High blood pressure (hypertension) has been called the “silent epidemic”. That’s because, decades ago, before doctors—and their patients—began paying routine attention to this important health parameter, many people developed and suffered from excessively high blood pressure—without realizing it.
Undiagnosed—and more importantly, untreated—hypertension is dangerous. Living with hypertension is a major risk factor for heart attack and stroke. Conversely, managing hypertension—taking steps to keep pressure under control and within target ranges—goes a long way toward reducing your relative risk of heart disease.
Few Outward Signs
Unfortunately, hypertension’s reputation for being “silent” reflects a relative lack of symptoms associated with this condition. It’s possible to suffer from dangerously high blood pressure with few outward signs of your condition. That’s why it’s extremely important to have your blood pressure measured by your doctor on a fairly routine basis.
If your doctor documents an alarmingly high result, fear not; blood pressure rises and falls naturally throughout the day. Among other things, our emotions, stress level, and certain activities can temporarily boost blood pressure. That’s why doctors are now encouraged to take multiple readings, rather than the traditional single reading, when you show up for an appointment.
Many patients suffer from what’s know as “white-coat hypertension”. This is a common phenomenon in which the mere sight of a doctor’s white coat—or the thought of being examined—can elevate one’s blood pressure. Fighting traffic, running for the elevator, and making your appointment with moments to spare can all result in temporarily high blood pressure. For this reason, don’t be too alarmed if your first reading is high than expected. Chances are, it will go down again once you’ve had a moment to rest and clear your head.
For the record, undiagnosed, relatively severe hypertension may manifest various symptoms, such as nosebleeds, fatigue, blurred vision, confusion, chest pain, or abnormal heartbeat. If you experience any of these warning signs, seek medical attention immediately.
A Time for Change
Of course, if your doctor notifies you that he or she is genuinely concerned about your readings, it may be time to address your hypertension. Depending on just how high your numbers have climbed, you will probably be prescribed various lifestyle changes to help bring your pressure under control. Weight loss is a prime goal. Excess weight almost inevitably correlates with elevated blood pressure. So too to inactivity and smoking.
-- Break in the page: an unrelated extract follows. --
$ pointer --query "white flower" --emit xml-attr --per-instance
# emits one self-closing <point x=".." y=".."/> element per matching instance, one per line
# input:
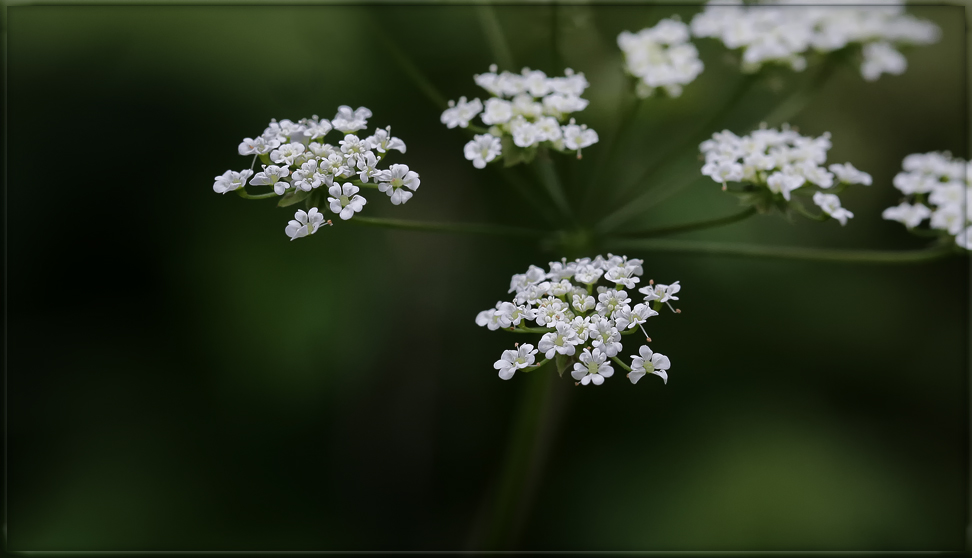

In the past, blood pressure could only be monitored by a healthcare professional trained to use a blood pressure cuff (sphygmomanometer). But these days, many digital, self-measuring devices are available to consumers. If you have been diagnosed with hypertension, it may be advisable to invest in one of these simple-to-use devices so you can monitor your pressure throughout the day and evening.
This can give you, and your doctor, a better picture of your readings throughout the day. It’s a good way to assess the effectiveness of any medications of even lifestyle changes. Losing just 5% of your body weight, if you are overweight, for example, can lead to significant reductions in blood pressure.
Drinking fresh beet juice has also been shown to significantly lower blood pressure among people with mild to moderate hypertension. That’s because beets, and a select few other whole foods, are rich in dietary nitrates. These helpful compounds are converted in the body into compounds that directly lower blood pressure by signaling blood vessel muscle cells to relax.